Testa Urges NJDOE to Improve Guidance for Special Education Students During Pandemic

Says Corners Being Cut on IEPs, Special Needs Students Risk Falling Behind

Senator Michael Testa urged the New Jersey Department of Education (NJDOE) to improve guidance for students with special needs and disabilities to ensure they are not left behind during the COVID-19 pandemic.

“Sadly, I’ve heard heart-breaking stories about children with IEPs who are having an extremely difficult time with remote learning,” said Testa (R-1). “Many have been cut off from the various support services they rely upon when in school that maximize their potential as students. Our local children desperately needed these critical education services. This is policy failure on the part of the NJDOE that must be fixed quickly.”

Eligible students with special needs or disabilities can have an Individualized Education Program (IEP) prepared that serves as a written plan to meet the child’s educational needs.
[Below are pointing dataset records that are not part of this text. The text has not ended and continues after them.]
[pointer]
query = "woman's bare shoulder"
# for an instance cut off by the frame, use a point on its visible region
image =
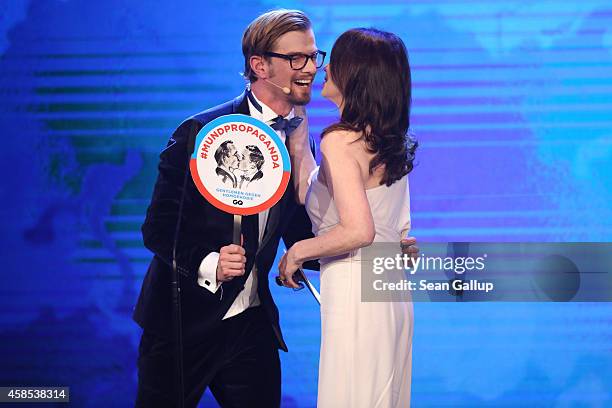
(339, 139)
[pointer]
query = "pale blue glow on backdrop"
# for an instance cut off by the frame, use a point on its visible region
(512, 106)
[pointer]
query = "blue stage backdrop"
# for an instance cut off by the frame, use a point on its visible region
(512, 106)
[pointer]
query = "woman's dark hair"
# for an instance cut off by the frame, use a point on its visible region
(370, 68)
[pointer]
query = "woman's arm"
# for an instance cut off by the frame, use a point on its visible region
(355, 229)
(302, 159)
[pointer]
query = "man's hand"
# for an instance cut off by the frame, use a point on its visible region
(409, 247)
(232, 261)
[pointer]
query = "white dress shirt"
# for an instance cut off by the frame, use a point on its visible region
(207, 273)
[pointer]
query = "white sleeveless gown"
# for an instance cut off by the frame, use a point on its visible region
(366, 348)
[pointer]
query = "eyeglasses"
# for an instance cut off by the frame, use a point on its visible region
(299, 61)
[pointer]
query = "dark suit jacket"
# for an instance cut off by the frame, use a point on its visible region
(205, 229)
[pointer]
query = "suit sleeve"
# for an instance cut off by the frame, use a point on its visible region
(160, 223)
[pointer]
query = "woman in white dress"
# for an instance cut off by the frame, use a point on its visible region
(358, 196)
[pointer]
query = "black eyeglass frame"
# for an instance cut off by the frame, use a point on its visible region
(291, 57)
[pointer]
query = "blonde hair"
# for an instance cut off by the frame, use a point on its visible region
(261, 35)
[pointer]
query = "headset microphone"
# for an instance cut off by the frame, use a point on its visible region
(285, 90)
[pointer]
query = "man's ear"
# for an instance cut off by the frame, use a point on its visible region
(259, 66)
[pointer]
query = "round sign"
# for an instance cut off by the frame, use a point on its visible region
(240, 165)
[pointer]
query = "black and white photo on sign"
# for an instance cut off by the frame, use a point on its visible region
(239, 168)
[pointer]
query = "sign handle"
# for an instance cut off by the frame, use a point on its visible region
(237, 224)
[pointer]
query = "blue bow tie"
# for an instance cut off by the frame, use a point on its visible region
(288, 125)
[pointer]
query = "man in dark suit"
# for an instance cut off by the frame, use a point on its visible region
(231, 333)
(230, 324)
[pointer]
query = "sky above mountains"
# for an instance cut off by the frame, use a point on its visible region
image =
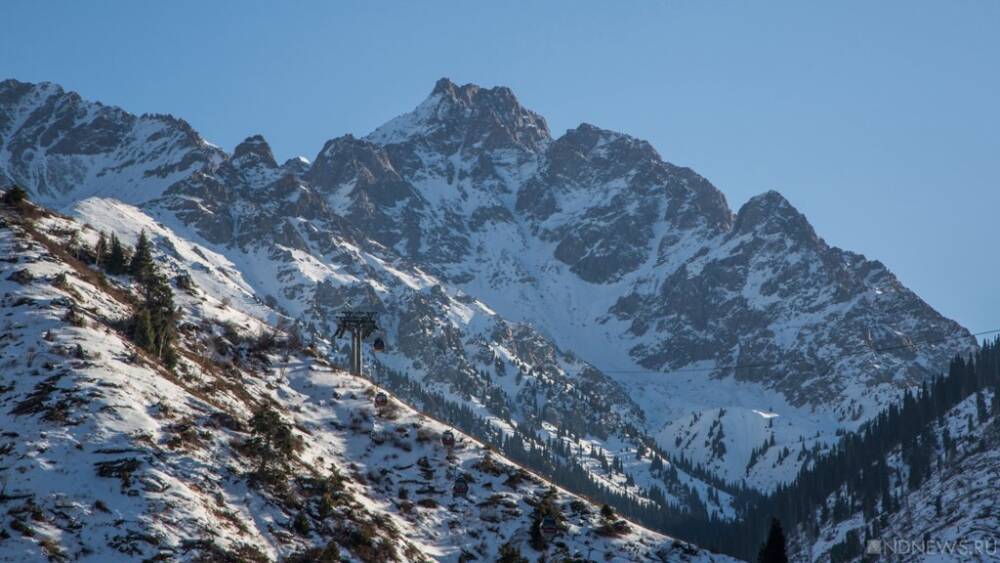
(878, 120)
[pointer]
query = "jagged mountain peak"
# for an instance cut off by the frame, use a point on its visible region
(254, 151)
(771, 213)
(455, 116)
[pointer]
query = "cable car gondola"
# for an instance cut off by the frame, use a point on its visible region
(548, 528)
(448, 439)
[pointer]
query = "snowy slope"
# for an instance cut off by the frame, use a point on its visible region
(108, 456)
(952, 514)
(477, 235)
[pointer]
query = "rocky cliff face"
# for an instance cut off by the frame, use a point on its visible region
(475, 233)
(107, 456)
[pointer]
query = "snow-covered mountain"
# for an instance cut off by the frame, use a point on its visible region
(578, 288)
(106, 455)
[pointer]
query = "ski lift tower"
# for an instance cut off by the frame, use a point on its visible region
(361, 325)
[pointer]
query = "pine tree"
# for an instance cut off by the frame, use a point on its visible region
(271, 442)
(116, 262)
(510, 554)
(15, 196)
(100, 250)
(773, 550)
(142, 265)
(143, 334)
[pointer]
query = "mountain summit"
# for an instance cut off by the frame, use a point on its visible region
(578, 291)
(453, 117)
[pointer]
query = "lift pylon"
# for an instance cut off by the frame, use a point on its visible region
(361, 325)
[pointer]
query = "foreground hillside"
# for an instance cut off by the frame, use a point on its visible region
(641, 312)
(252, 447)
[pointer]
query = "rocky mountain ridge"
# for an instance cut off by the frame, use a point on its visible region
(464, 219)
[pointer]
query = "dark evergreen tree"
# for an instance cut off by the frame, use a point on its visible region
(773, 550)
(142, 265)
(510, 554)
(101, 250)
(16, 196)
(143, 334)
(271, 442)
(117, 261)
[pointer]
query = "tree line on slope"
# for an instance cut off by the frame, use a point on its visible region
(152, 326)
(857, 472)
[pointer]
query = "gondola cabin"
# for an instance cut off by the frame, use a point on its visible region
(448, 439)
(548, 528)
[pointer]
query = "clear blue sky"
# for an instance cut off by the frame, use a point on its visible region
(879, 120)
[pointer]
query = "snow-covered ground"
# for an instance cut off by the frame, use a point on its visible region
(107, 456)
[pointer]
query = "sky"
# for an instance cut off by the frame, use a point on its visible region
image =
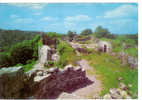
(118, 18)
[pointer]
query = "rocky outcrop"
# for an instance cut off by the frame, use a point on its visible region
(67, 80)
(44, 54)
(126, 59)
(15, 84)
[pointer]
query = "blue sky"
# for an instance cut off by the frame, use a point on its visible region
(119, 18)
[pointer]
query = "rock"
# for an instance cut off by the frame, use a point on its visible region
(44, 54)
(133, 62)
(123, 94)
(107, 96)
(115, 94)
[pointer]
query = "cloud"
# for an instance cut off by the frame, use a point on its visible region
(37, 13)
(48, 18)
(14, 16)
(77, 18)
(36, 6)
(122, 11)
(70, 22)
(23, 20)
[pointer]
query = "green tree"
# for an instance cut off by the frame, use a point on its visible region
(86, 32)
(71, 35)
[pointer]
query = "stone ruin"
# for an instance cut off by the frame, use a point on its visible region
(15, 84)
(126, 59)
(49, 41)
(104, 46)
(59, 81)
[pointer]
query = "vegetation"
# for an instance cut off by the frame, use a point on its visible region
(22, 50)
(20, 53)
(71, 35)
(10, 37)
(110, 70)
Testa said the ability of different schools and districts to provide special education students with the full range of support services required by their IEPs has been inconsistent given the rush to develop and implement remote learning plans and virtual learning platforms this year.

In some cases, required elements of IEPs have been ignored with the blessing of the NJDOE under guidance published in April:

“This is a temporary situation, and districts must offer special education services to the most appropriate extent possible while students are away from their schools/programs. IEP teams may need to consider compensatory services when students return to school and IEPs may need to be adjusted accordingly.” – New Jersey Specific Guidance for Schools & Districts (4/13/20)

“Back in April, the NJDOE explicitly told schools they could cut corners on IEPs for remote learners since the situation was temporary,” added Testa. “We’re now nine months into remote learning, however, and they’re still content with waiting it out. Without extra support for such a prolonged period of time, many special needs students run the risk of falling behind their peers. The NJDOE shouldn’t assume that schools will be able to make up for these setbacks at a later date. They need a better plan now to get these at-risk students back on track for the remainder of the school year.”